Stage two happened the next morning when I came into the classroom with my own responses to those same questions, plus a first draft of a poem using some of what I thought were the best ideas I had had. We talked about how a poem might sound [not having to rhyme] and how it may look in terms of structure, in lines and verses. Then Year 5 had a go at editing and redrafting their first ideas.
‘look in the place where the waste goes
A rancid rainbow of rubbish’
and
‘I enter the belly of the beast
Where it stores its midnight feast’
and
‘Light for a second
And an avalanche of rubbish rushes toward me’.
I was certain then that we were going to have some brilliant ‘rubbish’ poems to share with parents, where performing your writing is often the third stage of the process. Talking to the class before parents arrived, we discussed what they had learned from the sessions so far; they felt that they had grown in confidence in their writing and also in their understanding of how a poem works.
The proof came in their delivery to the dozen or so parents who were able to attend the last session. The room was attentive and respectful as many of the young people shared their work. It ranged from one brilliant example of terza rima to equally brilliant free verse.

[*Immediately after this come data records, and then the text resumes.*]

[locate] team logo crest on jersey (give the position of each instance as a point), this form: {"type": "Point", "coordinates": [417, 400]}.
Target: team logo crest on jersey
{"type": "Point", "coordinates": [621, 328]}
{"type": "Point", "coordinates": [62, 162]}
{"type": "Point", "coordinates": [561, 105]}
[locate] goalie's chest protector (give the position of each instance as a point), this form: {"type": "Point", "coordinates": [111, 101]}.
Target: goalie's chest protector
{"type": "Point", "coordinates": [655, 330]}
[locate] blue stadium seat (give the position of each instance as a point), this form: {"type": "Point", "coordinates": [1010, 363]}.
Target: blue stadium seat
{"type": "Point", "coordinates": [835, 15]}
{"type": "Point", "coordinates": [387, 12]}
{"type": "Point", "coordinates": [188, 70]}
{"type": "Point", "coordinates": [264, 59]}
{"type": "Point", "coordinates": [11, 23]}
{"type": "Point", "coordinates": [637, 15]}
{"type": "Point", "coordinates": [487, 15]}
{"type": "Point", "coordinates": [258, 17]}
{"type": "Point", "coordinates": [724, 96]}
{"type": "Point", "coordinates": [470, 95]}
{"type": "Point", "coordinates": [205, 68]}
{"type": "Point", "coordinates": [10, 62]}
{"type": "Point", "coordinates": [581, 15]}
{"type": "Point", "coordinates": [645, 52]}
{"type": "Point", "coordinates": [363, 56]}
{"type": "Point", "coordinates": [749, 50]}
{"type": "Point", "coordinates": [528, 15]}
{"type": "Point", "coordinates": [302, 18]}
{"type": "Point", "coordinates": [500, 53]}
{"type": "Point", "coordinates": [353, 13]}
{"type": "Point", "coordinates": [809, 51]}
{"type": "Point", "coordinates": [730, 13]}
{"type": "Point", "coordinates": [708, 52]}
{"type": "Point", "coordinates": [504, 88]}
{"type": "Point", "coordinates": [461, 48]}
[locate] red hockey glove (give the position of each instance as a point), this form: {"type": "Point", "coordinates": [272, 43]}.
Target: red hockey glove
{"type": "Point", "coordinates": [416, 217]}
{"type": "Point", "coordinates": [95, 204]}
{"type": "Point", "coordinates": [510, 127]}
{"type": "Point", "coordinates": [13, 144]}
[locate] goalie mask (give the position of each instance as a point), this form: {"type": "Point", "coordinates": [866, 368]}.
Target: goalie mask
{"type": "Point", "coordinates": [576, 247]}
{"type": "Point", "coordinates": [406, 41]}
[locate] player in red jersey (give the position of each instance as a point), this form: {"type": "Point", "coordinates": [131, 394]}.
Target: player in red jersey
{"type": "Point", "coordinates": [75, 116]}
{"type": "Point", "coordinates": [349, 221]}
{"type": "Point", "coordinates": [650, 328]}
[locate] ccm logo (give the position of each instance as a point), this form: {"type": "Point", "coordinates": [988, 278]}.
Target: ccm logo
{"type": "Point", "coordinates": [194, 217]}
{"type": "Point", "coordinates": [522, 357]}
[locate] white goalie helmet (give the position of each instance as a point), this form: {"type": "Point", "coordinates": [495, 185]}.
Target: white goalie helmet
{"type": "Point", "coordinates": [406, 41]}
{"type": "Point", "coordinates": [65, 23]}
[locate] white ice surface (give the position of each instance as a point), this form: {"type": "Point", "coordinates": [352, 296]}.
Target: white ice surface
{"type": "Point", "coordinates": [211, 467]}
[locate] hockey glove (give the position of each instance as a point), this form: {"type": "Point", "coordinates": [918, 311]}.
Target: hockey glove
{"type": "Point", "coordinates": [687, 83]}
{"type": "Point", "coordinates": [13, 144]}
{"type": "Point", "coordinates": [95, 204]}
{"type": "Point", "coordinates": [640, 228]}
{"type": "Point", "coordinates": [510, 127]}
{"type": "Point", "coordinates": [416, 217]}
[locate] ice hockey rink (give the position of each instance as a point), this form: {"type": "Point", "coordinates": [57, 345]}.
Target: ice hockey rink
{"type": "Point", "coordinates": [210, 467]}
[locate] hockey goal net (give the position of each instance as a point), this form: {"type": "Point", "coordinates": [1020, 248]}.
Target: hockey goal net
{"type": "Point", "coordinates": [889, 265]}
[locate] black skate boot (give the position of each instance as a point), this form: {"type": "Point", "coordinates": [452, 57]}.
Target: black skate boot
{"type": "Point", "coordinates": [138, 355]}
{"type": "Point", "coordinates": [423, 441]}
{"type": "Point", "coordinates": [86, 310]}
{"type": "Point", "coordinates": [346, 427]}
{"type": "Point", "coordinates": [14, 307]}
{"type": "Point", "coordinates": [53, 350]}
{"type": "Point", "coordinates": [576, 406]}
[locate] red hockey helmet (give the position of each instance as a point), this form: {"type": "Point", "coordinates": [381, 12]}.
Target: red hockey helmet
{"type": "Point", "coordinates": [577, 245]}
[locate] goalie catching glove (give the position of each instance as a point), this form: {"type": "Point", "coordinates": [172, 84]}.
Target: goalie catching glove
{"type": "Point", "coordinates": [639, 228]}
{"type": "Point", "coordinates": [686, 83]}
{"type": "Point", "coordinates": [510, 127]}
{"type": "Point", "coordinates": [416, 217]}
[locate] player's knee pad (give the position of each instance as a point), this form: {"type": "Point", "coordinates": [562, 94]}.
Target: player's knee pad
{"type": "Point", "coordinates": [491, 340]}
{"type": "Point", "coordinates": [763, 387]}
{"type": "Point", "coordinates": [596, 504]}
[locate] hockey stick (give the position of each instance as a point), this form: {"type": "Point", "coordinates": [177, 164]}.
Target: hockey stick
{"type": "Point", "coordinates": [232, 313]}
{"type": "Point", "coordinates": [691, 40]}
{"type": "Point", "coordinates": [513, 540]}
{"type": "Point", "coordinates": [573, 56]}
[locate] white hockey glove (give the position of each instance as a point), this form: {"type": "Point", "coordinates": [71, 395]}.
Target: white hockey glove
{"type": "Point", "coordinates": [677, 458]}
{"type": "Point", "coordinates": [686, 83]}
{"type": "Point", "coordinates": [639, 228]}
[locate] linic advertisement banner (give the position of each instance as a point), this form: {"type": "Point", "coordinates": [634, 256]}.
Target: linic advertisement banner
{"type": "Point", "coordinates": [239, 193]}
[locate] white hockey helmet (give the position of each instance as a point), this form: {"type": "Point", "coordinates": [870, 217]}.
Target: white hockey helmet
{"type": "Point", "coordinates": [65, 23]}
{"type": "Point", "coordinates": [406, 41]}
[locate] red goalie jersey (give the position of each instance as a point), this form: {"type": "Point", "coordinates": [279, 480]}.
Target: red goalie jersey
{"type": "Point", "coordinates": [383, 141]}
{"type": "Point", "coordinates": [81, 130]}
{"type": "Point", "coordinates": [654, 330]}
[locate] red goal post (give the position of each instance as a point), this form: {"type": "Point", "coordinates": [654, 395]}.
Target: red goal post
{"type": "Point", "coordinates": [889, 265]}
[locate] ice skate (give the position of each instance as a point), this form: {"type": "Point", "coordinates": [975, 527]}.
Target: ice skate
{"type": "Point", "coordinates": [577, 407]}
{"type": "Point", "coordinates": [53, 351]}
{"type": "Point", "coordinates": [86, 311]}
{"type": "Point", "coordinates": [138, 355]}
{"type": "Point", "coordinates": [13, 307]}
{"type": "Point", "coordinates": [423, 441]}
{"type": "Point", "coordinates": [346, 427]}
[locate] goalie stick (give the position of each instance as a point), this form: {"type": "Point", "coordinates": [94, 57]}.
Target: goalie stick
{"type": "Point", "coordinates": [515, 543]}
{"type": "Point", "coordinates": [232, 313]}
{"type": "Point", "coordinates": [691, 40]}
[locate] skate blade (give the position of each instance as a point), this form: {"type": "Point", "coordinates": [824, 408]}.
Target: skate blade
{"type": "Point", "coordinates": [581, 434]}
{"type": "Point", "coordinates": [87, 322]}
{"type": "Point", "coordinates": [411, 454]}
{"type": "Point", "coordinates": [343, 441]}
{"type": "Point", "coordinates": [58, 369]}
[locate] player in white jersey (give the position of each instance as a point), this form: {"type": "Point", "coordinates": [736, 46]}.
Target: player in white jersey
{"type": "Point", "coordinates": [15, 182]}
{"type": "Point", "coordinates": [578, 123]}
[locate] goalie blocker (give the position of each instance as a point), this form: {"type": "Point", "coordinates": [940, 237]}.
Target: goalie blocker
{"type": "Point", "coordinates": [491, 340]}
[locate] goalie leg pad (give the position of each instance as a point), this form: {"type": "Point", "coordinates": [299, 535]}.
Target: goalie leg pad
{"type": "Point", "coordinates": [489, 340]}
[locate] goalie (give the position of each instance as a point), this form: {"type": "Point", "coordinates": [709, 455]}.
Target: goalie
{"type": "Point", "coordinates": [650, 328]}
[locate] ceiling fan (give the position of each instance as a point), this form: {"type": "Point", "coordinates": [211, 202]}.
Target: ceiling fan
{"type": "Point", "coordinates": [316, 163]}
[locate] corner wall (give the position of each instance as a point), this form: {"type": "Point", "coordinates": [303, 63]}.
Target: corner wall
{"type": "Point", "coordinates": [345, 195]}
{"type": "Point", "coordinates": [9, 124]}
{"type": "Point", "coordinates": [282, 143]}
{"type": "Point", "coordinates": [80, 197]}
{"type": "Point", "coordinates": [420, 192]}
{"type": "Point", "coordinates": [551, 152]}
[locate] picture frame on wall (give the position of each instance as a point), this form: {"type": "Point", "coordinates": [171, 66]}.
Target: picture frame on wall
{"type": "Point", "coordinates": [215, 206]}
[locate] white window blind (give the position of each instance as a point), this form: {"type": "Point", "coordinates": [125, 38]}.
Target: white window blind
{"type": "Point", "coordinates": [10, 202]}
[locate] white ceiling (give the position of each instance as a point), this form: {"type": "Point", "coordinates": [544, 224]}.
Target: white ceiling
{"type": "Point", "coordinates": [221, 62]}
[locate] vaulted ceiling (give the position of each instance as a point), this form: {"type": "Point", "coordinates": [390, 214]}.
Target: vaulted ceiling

As parents said afterwards,
‘Such bravery for them to read out their work to the whole class and parents. Great that such a safe environment has been created for then to do this’.
and
‘Great use of imagination. Love how that creativity has combined with the project on recycling'
and
‘Fantastic exercise for confidence building’.
Year 5 were a credit to themselves, their parents and to their school. As class teacher Joanne Parker said, 'It just gets better and better! Such a creative experience will live with them.'
Sally Bavage writes:
As always, Headingley LitFest are very grateful for the undimmed support of the local councillors on the Outer Community Committee who funded this project. They have supported this work for over a decade, showing great commitment to the development of confidence and resilience in young people from this area.
I was very grateful for the report written by James Nash himself as I was unfortunately unable to attend the final assembly. They are always such a delightful occasion, and it is so heart-warming to see joy and pleasure written on the faces of the young performers when they achieve pride in a public recognition of their skills as wordsmiths as well as conquering fears of public speaking.